The first ever-recorded guild of mirror-makers was formed in the city of Nuremberg in 1373, soon followed by a guild in the city of Venice. Years of experimenting with tin, silver and mercury amalgams, as well as with rock crystals, paved the way for the Venetian guildsmen to perfect their mirror making techniques with mercury glass. Highly sought after, their wonderfully framed mirrors, along with the famous Venetian lace, secured Venice’s economic supremacy as Europe’s leading exporter for more than 150 years.
At the dawn of the Renaissance, mirrors were integrated into all areas of life. The acquired knowledge and technical developments in the field allowed for mirrors with far better reflection. French and Spanish spies used mirrors for message coding and decoding, as well as for blinding the enemy in warfare. Furthermore, mirrors were used in other inventions, such as the periscope, for mysterious witchcraft and for portrait-painting by artists.
In the 15th century, the Venetian island of Murano became the center of glass making. A century later, the Venetian masters figured out how to attach tin to a flat glass surface, inventing the “flat mirror technique”. They also added a special reflective mixture of gold and bronze which greatly improved the mirror reflection. These secrets were, of course, unknown to anyone outside this so-called “Isle of Glass”, and remained so until the 17th century when three bribed Murano masters revealed them to the French.
The French were fast learners; they did not only master the Venetian glassblowing techniques in no time but also invented their own. The invention of mirror making using casting technique was immediately put into practice in the Mirrors Gallery in Versailles, whose walls have been embellished with 306 huge mirrors ever since.
Mirrors at the time were still extremely expensive. Only royals could afford to look into them and to collect them. Mirrors were the most prized possession any aristocratic woman could have had, and a highly sought-after item among the noblemen, who were as eager to show off. However, once Italy lost the monopoly over mirror making, the price of mirrors began to fall drastically across entire Western Europe.
While Renaissance artists praised the invention of the glass mirror as critical to the discovery of linear perspective, the Orthodox Church in 17th century Russia prohibited the possession of mirrors because it was considered a source of sin. The technical and economic difficulties that marked the 18th century did not spare the manufacturers of clear glass. As a result, only metal mirrors were affordable for the average household. However, that did not stop cabinetmakers and designers from creating distinct looking glass styles: Chippendale’s mirrors had “ears”, oval mirrors were associated with Hepplewhite, convex mirrors were attributed to Sheraton.
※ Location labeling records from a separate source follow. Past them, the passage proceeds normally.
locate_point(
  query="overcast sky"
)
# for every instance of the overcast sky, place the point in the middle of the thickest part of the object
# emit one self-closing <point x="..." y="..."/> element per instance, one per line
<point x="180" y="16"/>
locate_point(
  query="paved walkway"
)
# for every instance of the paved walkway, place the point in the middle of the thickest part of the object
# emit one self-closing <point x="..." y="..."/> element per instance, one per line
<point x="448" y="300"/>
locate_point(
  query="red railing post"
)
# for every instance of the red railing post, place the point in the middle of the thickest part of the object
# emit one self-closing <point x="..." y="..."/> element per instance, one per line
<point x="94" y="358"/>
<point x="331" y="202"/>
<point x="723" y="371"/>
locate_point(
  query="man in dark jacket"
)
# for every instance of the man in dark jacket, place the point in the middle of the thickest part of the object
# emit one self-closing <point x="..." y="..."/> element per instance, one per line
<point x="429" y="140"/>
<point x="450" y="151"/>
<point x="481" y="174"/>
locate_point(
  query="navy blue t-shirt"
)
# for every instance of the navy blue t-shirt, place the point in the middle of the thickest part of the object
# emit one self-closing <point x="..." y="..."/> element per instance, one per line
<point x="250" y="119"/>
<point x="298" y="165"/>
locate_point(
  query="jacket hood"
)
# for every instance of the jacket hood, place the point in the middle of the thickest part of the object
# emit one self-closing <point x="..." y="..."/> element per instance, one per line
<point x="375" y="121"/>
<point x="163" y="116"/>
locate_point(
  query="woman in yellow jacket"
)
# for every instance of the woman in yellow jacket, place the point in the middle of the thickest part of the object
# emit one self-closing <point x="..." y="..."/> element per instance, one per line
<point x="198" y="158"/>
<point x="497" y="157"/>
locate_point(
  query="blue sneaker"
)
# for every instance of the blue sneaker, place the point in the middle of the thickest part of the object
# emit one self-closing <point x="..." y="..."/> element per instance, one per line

The modern-day mirrors saw the light of day in the 19th century. In 1835, the German chemist Justus von Liebig succeeded in applying an extremely thin layer of silver to one side of a pane of clear glass. As this technique was adapted and improved, mirrors became mass produced and available to the masses for the first time in history.
Existing as long as humankind does, the mirror has been central to every aspect of human history. It will undoubtedly remain so – not because we are aware of its functionality, multiple uses or aesthetic values but rather because when looking in it, we become more aware of ourselves.